The instructions at https://tutorials.ubuntu.com/tutorial/tutorial-how-to-verify-ubuntu#3 suggest that you can download an ISO to install an operating system, along with the checksums and a signature. Next, try to verify the signature with
gpg --keyid-format long - check SHA256SUMS.gpg SHA256SUMS
which, if you still do not have the required keys, will give an error like:
gpg: Signature made Thu Apr 5 22:19:36 2018 EDT using the key DSA ID 46181433FBB75451 gpg: Unable to verify signature: no public key gpg: Signature made Thu Apr 5 22:19:36 2018 EDT using the key RSA ID D94AA3F0EFE21092 gpg: Unable to verify signature: no public key
Then he suggests that "This is a really useful message …" since it tells us what keys to download.

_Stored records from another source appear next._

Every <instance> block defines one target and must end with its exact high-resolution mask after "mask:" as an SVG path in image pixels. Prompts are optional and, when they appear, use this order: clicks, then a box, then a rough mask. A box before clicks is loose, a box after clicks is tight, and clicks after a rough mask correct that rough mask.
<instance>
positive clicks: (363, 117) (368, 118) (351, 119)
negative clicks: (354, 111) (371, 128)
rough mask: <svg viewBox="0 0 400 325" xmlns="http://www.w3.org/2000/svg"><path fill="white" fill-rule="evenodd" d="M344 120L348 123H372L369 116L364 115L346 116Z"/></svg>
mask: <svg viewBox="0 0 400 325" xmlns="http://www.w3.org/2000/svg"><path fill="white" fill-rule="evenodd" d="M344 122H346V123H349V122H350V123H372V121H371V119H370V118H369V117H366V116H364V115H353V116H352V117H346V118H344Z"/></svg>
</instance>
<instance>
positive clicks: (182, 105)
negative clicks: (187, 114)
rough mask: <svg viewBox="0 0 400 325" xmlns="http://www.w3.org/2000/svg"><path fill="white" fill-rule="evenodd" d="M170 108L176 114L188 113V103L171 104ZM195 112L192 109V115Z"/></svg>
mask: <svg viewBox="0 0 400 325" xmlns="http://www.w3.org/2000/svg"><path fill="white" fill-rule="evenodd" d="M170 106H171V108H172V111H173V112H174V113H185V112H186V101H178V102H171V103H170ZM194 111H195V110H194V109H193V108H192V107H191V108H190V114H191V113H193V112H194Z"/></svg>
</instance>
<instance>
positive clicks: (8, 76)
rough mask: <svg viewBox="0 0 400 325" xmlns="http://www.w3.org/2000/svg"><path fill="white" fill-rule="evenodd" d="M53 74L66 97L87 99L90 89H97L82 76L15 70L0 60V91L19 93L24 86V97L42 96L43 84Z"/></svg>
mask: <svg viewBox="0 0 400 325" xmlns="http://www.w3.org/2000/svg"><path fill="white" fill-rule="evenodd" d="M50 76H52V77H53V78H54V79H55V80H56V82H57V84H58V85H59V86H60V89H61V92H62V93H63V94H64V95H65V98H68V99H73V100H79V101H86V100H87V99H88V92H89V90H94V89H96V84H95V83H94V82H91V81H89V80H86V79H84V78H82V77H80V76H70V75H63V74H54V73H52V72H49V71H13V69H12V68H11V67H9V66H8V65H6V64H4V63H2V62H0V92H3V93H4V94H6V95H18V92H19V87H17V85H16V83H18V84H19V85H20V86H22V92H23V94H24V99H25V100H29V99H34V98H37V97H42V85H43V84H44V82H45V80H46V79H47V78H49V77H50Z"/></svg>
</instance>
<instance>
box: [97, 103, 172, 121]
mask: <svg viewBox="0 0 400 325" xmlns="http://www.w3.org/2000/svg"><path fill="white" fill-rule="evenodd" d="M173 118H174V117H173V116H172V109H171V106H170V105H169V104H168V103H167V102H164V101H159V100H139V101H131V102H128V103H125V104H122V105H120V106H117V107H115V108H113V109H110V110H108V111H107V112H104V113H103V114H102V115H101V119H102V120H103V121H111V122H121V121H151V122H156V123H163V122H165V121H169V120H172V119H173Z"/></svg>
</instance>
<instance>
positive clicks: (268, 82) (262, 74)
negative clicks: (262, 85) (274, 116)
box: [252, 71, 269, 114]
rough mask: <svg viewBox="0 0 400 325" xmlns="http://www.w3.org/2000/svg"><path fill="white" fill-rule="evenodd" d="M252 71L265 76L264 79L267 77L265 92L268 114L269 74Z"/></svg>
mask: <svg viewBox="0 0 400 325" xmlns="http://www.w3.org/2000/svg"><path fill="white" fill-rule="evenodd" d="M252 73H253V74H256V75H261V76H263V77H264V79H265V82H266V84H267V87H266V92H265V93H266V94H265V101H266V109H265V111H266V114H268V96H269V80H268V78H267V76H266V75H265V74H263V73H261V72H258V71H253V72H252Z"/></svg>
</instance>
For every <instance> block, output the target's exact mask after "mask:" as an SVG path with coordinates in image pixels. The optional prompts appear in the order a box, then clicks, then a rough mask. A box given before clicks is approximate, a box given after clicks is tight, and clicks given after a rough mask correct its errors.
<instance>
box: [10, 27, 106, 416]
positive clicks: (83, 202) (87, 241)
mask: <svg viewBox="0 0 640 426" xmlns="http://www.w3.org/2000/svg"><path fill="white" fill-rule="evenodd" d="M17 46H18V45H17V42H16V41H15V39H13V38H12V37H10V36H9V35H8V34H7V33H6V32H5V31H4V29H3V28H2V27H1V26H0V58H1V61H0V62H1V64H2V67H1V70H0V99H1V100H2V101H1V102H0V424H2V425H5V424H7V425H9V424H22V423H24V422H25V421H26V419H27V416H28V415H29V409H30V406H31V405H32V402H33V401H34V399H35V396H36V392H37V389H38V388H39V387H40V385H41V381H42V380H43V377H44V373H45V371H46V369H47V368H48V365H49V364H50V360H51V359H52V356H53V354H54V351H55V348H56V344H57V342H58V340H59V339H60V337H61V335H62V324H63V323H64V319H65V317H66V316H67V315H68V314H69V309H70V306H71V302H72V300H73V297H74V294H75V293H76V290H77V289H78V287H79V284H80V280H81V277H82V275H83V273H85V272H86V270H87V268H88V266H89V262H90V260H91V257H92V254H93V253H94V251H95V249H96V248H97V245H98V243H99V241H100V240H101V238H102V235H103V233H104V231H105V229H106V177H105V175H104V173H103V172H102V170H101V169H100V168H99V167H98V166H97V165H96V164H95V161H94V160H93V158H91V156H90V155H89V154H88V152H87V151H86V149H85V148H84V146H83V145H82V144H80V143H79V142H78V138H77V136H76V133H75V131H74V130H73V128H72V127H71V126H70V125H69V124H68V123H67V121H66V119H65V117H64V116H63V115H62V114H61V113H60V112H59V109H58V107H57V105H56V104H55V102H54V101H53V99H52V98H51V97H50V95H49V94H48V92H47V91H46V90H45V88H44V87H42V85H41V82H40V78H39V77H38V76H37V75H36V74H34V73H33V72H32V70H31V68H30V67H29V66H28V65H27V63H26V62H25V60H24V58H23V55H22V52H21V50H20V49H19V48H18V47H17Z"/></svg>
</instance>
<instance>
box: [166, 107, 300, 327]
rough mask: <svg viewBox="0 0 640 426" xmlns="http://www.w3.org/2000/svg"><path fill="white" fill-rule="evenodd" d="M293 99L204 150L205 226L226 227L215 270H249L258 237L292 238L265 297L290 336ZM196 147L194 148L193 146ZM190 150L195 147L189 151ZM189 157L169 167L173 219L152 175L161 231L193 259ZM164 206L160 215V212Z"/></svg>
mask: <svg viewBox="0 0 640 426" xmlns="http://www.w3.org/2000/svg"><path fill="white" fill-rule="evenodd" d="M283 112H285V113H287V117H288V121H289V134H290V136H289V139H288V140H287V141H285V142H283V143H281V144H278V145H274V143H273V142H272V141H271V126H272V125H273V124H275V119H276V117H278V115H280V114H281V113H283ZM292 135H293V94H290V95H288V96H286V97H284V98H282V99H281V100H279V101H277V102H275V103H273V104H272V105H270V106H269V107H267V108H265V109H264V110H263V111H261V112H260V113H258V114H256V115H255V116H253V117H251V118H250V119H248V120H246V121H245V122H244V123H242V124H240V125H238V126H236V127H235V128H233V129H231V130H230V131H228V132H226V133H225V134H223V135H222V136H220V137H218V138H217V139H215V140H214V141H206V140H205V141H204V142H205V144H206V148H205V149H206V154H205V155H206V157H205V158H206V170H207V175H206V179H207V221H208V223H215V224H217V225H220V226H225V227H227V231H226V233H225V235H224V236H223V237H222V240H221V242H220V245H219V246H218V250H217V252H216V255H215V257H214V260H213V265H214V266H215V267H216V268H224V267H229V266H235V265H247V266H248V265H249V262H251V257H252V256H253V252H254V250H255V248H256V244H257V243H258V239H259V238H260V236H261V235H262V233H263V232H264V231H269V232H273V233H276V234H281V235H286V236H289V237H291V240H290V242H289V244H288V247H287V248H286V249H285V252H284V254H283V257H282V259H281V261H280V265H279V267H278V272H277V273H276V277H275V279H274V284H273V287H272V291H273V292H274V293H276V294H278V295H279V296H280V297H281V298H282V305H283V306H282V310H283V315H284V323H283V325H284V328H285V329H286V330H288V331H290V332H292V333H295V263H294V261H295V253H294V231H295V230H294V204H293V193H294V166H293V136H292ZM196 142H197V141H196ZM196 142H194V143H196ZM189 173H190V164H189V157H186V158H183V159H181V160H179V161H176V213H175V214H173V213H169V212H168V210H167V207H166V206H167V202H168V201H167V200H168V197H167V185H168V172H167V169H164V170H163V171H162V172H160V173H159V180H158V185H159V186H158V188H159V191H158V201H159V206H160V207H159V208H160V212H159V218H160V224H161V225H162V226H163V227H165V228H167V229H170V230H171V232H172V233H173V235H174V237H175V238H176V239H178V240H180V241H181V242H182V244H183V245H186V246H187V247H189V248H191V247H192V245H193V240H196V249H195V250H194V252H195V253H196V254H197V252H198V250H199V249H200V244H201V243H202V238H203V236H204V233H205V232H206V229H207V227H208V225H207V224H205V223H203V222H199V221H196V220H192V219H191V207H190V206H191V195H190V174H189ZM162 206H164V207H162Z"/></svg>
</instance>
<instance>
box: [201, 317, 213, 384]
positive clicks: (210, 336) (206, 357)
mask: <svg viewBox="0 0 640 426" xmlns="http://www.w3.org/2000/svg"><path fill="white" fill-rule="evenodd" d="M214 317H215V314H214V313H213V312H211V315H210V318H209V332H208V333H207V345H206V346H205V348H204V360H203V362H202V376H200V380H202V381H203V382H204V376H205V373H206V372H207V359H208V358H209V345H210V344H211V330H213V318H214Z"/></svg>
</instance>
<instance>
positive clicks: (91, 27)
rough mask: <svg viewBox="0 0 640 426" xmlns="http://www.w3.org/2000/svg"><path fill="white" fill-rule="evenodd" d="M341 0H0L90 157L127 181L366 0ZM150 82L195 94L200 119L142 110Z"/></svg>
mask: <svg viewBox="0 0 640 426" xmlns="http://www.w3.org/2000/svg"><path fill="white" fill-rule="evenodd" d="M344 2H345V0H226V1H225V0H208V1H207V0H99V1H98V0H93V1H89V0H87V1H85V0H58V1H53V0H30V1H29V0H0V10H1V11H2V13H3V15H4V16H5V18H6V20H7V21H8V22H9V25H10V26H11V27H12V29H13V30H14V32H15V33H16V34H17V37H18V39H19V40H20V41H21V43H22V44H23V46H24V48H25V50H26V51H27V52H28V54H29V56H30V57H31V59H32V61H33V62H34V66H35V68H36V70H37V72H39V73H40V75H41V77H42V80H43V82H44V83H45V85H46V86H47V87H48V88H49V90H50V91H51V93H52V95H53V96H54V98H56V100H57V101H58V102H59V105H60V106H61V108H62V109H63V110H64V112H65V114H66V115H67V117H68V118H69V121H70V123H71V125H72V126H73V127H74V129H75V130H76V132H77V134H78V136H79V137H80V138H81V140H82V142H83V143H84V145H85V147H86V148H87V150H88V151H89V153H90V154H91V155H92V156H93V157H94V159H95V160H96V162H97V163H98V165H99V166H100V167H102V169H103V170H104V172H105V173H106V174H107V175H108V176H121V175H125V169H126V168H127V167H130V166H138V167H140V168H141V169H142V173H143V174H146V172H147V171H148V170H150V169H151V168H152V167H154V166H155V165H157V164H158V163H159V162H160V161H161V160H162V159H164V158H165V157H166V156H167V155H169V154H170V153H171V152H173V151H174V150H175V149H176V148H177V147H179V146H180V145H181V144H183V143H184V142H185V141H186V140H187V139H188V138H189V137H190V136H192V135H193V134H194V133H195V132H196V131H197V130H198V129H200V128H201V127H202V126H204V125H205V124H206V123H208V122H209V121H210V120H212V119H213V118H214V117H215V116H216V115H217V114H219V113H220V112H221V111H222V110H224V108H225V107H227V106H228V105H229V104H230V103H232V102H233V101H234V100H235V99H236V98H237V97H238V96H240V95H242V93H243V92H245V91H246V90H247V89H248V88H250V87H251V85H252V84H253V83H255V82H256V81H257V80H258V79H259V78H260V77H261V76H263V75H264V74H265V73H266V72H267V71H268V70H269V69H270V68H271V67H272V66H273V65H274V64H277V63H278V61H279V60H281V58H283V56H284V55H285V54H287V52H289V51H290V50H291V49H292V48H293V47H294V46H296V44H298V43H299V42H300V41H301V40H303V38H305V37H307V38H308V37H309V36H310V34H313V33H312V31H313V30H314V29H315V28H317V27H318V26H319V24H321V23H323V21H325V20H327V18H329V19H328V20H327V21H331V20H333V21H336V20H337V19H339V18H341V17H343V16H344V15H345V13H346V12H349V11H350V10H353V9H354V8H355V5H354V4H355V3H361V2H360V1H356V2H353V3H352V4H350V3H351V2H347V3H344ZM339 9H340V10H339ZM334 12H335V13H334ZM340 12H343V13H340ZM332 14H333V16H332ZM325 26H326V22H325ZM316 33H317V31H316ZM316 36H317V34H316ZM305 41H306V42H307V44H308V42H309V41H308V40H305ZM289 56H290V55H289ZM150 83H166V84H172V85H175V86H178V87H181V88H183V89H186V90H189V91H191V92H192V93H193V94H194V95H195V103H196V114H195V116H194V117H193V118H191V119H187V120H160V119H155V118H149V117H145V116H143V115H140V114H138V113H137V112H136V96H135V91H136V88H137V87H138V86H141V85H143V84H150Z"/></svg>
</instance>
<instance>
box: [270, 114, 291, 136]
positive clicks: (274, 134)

Then proceed to tell the user how to download keys from a key server.
What I do not understand is this: if somehow I downloaded a compromised file, why would I trust the key IDs that are given to me when I try to verify the file? If the file is compromised, it could be signed with a different key. My understanding of key servers is that anyone can load keys, and they stay synchronized with each other, and in doing so
gpg --keyid-format long --keyserver hkp: //keyserver.ubuntu.com --recv-keys ... I would simply download the wrong key, tell me that the file was checked and I was attracted to a false sense of security. What have I missed?